Coming back from town, about halfway up the county road to our house, the road is blocked by a PUD truck. I stop and talk to the lineman - he worked 40 hours straight, got 7 hours to sleep, and now has been on the job 24 hours straight, but other than being tired, doesn't mind it too much - "It's like being an accountant at tax time" he says. He estimates we'll have power around 2PM.
So the generator stays in the back of the truck. My wife and daughter come back from town after showering, checking email on a friend's computer, and filling water jugs. We have lunch (soup cooked on the woodstove, and leftover pizza reheated there too).
2:30PM comes, and the lights are still out. We drag the generator out of the truck, fire it up and I run extension cords to the computers in the basement. The UPS that all the computers plug into doesn't like the generator. I come upstairs to see how my wife's doing and she says, "What'd you do? The lights in here work."
They work because the power has been on for the last 45 minutes, judging from the fact that we have plenty of hot water (but no water pressure - I have to restart the pump manually). Last Preparedness Tip: Leave a light on. Because the power died in the middle of the night, none of the lights were on. Even though we were continually flipping switches when walking into dark rooms, we apparently flipped them back off when no lights came on, so when the power finally did come on, we didn't notice.
So all in all, we survived pretty painlessly. Our two biggest mistakes were not having enough water on hand and not having a business continuation plan for long power outages - we have one for forest fires, but it turns out that one wasn't too good either, since it relied on the same friend who no longer has telephone (but we have other friends - they're just a longer drive away).
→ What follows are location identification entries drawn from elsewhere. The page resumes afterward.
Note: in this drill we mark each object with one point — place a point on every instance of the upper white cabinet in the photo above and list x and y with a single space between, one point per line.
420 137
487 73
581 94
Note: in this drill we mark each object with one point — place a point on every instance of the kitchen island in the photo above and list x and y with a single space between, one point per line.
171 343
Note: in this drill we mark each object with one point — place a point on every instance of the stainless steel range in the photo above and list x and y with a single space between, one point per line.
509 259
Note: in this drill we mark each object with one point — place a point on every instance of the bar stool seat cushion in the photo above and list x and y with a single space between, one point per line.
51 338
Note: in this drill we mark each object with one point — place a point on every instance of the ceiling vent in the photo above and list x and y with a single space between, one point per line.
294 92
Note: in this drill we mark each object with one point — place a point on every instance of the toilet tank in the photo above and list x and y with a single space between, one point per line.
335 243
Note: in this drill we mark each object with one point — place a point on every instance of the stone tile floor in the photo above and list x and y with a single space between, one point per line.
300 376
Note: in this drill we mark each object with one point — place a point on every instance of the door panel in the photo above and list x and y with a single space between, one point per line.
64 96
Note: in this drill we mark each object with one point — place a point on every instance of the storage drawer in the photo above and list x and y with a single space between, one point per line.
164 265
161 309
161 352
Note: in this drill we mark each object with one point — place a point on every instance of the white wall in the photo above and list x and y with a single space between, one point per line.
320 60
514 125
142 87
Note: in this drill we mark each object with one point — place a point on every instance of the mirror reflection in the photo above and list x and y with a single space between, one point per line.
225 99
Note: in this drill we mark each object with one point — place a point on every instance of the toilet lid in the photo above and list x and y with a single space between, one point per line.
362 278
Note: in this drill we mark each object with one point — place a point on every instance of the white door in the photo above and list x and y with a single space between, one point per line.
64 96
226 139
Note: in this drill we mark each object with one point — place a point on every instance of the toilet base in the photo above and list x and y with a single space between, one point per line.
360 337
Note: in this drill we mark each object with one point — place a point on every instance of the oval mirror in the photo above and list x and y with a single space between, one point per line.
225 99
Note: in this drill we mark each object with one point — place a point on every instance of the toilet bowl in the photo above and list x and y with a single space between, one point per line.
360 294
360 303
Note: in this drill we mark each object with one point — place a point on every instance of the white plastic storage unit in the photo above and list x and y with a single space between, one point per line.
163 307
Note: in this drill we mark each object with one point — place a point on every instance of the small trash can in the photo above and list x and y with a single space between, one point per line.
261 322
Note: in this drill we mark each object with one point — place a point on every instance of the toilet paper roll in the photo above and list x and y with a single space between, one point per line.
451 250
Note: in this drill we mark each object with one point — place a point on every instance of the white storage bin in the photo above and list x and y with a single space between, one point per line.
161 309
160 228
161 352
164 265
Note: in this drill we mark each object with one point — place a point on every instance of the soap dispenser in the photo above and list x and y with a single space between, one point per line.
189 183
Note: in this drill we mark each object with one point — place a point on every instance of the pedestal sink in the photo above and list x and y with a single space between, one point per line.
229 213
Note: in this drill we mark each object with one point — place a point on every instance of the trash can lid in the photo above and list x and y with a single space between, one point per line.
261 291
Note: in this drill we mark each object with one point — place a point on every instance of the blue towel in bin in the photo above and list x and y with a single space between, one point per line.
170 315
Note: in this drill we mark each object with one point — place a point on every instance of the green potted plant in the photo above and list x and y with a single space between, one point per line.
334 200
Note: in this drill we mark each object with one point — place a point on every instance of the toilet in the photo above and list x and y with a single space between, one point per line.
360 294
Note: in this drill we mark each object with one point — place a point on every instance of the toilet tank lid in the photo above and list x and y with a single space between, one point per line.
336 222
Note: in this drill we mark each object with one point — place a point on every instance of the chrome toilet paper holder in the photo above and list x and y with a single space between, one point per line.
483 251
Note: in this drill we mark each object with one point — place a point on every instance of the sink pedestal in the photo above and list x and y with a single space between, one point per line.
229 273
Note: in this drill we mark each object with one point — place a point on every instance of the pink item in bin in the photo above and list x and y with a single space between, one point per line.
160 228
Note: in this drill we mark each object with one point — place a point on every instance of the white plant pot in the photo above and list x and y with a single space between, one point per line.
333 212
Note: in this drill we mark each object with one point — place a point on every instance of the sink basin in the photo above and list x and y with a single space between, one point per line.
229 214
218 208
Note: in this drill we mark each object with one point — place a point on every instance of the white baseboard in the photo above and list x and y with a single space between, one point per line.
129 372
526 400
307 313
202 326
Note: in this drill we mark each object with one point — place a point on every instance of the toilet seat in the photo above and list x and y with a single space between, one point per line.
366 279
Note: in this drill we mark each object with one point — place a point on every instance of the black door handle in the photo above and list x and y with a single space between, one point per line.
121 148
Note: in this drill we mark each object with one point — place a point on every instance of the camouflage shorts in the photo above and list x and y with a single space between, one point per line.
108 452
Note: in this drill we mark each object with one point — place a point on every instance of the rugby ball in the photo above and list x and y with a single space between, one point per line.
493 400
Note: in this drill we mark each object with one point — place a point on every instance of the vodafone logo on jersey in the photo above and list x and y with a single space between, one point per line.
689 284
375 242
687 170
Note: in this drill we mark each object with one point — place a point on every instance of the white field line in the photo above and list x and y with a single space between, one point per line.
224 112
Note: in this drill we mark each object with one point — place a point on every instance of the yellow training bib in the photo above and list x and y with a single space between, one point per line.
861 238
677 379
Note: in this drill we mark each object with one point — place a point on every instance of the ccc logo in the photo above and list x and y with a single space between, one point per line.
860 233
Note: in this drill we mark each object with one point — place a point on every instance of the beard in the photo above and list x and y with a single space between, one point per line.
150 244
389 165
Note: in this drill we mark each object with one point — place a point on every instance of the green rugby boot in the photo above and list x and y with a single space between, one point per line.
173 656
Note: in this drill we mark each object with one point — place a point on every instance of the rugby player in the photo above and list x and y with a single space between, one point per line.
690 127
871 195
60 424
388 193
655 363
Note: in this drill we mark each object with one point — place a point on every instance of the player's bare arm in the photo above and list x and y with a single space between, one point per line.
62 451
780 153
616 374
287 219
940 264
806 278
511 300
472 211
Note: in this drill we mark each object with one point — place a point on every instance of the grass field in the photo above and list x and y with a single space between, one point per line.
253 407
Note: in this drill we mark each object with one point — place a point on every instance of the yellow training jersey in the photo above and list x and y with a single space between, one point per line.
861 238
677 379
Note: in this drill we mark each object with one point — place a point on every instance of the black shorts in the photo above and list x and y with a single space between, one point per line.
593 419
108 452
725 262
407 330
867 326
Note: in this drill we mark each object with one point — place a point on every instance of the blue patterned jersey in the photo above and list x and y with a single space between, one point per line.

Should you think about this kind of thing? We live in a fairly remote area, but sections of cities were dark too. With some climate scientists predicting increases in severe weather, plus the age and condition of much of the electricity infrastructure (as in east coast and midwest blackouts), a snowstorm, ice storm, wind storm, hurricane, tornado or other severe weather or just the next blackout could put you in the same spot.